Для творчества Козлова двадцатых годов также весьма характерна такая вещь, как "На погребение английского генерала сира Джона Мура" ("Не бил барабан перед смутным полкам..."). Она является вольным переводом одноименных стансов ирландского поэта Чарльза Вольфа. Это стихотворение приобрело широчайшую популярность и затем вошло в хрестоматийный и песенный обиход. Козлов воспевает в нем непреклонное мужество верных своему долгу борцов, над могилой которых сияет "бессмертная слава". Причем реальная биография генерала Джона Мура уступает здесь место поэтически обобщенному образу героя, с честью павшего на ноле брани. Стихотворение пронизано суровой нежностью и силой, ритмом траурно-триумфального марша. Небезынтересно отметить, что на теист этого стихотворения в середине XIX века была сочинена неизвестным автором музыка, которая впоследствии легла в основу революционной песни "Вы жертвою пали..."

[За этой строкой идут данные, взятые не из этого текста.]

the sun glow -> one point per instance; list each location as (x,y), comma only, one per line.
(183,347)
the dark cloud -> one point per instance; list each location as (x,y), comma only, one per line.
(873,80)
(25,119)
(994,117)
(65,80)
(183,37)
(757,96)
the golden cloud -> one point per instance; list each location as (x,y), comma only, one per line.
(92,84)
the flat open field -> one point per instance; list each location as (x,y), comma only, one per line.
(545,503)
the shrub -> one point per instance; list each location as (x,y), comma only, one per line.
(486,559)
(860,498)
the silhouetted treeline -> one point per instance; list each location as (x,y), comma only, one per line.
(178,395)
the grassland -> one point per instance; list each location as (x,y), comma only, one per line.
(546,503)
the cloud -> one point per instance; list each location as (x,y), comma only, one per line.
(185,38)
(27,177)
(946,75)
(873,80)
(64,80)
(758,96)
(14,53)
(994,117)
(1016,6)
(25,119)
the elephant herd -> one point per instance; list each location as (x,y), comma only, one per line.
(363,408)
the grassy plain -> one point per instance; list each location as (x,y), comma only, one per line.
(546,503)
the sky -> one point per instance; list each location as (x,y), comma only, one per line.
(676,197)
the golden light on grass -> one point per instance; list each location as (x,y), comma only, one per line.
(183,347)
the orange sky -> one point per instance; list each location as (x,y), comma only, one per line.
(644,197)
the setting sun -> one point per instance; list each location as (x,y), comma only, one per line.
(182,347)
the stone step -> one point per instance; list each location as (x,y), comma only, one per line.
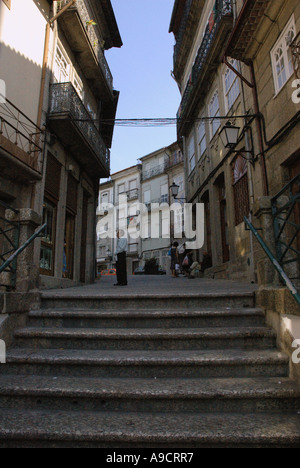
(147,364)
(150,395)
(178,301)
(147,339)
(54,429)
(147,318)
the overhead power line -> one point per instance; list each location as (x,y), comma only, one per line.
(161,122)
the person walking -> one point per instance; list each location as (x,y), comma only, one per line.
(121,251)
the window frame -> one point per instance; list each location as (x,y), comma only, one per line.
(285,56)
(235,81)
(212,130)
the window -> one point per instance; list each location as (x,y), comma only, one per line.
(78,85)
(61,66)
(121,189)
(164,192)
(214,111)
(281,55)
(240,190)
(7,3)
(104,201)
(231,86)
(191,154)
(202,137)
(147,196)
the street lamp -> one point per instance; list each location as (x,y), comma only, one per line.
(230,135)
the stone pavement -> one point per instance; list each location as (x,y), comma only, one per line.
(162,285)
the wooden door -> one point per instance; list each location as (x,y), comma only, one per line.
(84,237)
(224,221)
(69,245)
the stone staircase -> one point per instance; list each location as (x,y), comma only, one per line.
(147,371)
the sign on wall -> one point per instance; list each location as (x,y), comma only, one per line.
(7,3)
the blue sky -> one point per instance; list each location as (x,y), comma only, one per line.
(142,73)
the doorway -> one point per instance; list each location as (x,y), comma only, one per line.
(69,246)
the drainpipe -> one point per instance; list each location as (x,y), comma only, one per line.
(43,79)
(260,134)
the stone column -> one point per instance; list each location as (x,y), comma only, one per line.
(267,274)
(27,271)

В лирике Козлова первой половины двадцатых годов свежо прозвучали такие произведения, как "Киев" и перевод "Плача Ярославны" из "Слова о полку Игореве". Обращение к великому памятнику древнерусского эпоса говорит об обострившемся интересе Козлова к историческому прошлому России, к проблеме национальной самобытности литературы. Эта проблема, как известно, занимала одно из центральных мест в литературной программе декабристов, и нет ничего удивительного в том, что Козлов, по характеру своих дружеских связей, был о ней хорошо осведомлен, тем более что декабристы стремились включить в орбиту своего идейного влияния как можно больше активно действующих писателей и поэтов. Не случайно Рылеев и А. Бестужев привлекают Козлова к участию в альманахе "Полярная звезда".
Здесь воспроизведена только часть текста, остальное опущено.